This page was generated from methods/CFRL.ipynb.


Counterfactuals with Reinforcement Learning


To enable support for Counterfactuals with Reinforcement Learning, you need one of tensorflow or torch installed. You can do so using:

pip install alibi[tensorflow]


pip install alibi[torch]


The counterfactual with reinforcement learning is based on the Model-agnostic and Scalable Counterfactual Explanations via Reinforcement Learning which proposes a fast, model agnostic method to generate batches of counterfactual explanations by replacing the usual optimization procedure with a learnable process. The method does not assume model differentiability, relies only on the feedback from the model predictions, allows for target-conditional counterfactual instances and flexible feature range constraints for numerical and categorical features, including the immutability of protected features (e.g, gender, race). Furthermore, it is easily extendable to multiple data modalities (e.g., images, tabular data).

Counterfactual instances (a.k.a. counterfactual explanations, counterfactuals) are a powerful tool to obtain insight into the underlying decision process exhibited by a black-box model, describing the necessary minimal changes in the input space to alter the prediction towards the desired target. To be of practical use, a counterfactual should be sparse—close (using some distance measure) to the original instance—and indistinguishable from real instances, that is, it should be in-distribution. Thus, for a loan application system that currently outputs a rejection for a given individual, a counterfactual explanation should suggest plausible minimal changes in the feature values that the applicant could perform to get the loan accepted leading to actionable recourse.

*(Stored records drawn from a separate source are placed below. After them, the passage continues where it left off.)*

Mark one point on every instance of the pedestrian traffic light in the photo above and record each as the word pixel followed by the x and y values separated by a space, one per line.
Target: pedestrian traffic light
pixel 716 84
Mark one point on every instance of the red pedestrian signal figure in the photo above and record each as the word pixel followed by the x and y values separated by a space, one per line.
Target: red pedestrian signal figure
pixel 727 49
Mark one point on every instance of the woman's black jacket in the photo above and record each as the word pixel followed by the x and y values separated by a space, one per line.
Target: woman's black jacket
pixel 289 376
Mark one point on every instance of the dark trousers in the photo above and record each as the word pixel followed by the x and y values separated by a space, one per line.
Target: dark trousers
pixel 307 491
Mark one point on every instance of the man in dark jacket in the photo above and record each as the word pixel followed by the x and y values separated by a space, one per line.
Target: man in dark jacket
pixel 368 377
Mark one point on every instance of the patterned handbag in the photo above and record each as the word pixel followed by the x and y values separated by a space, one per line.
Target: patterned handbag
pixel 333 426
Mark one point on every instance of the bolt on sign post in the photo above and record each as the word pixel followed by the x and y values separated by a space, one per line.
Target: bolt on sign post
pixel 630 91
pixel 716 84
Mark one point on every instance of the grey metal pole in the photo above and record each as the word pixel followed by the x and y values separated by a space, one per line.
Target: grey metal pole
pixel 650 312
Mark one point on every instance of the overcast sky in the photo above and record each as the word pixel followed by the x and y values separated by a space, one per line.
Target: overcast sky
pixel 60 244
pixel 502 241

A desirable property of a method for generating counterfactuals is to allow feature conditioning. Real-world datasets usually include immutable features such as gender or race, which should remain unchanged throughout the counterfactual search procedure. A natural extension of immutability is to restrict a feature to a subset or an interval of values. Thus, following the same loan application example, a customer might be willing to improve their education level from a High-school graduate to Bachelor’s or Master’s, but not further. Similarly, a numerical feature such as age should only increase for a counterfactual to be actionable. To enable such feature conditioning, we propose to use a conditioning vector to guide the generation process.

A counterfactual explanation of a given instance represents a sparse, in-distribution example that alters the model prediction towards a specified target. Let \(x\) be the original instance, \(M\) a black-box model, \(y_M = M(x)\) the model prediction on \(x\) and \(y_T\) the target prediction. The goal is to produce a counterfactual instance \(x_{CF} = x + \delta_{CF}\) where \(\delta_{CF}\) represents a sparse perturbation vector such that \(y_T = M(x_{CF})\). Instead of solving an optimization problem for each input instance, we train a generative model which models the counterfactual instances \(x_{CF}\) directly and allows for feature level constraints via an optional conditioning vector \(c\). A conditional counterfactual explanation \(x_{CF}\) therefore depends on the tuple \(s = (x, y_M, y_T, c)\).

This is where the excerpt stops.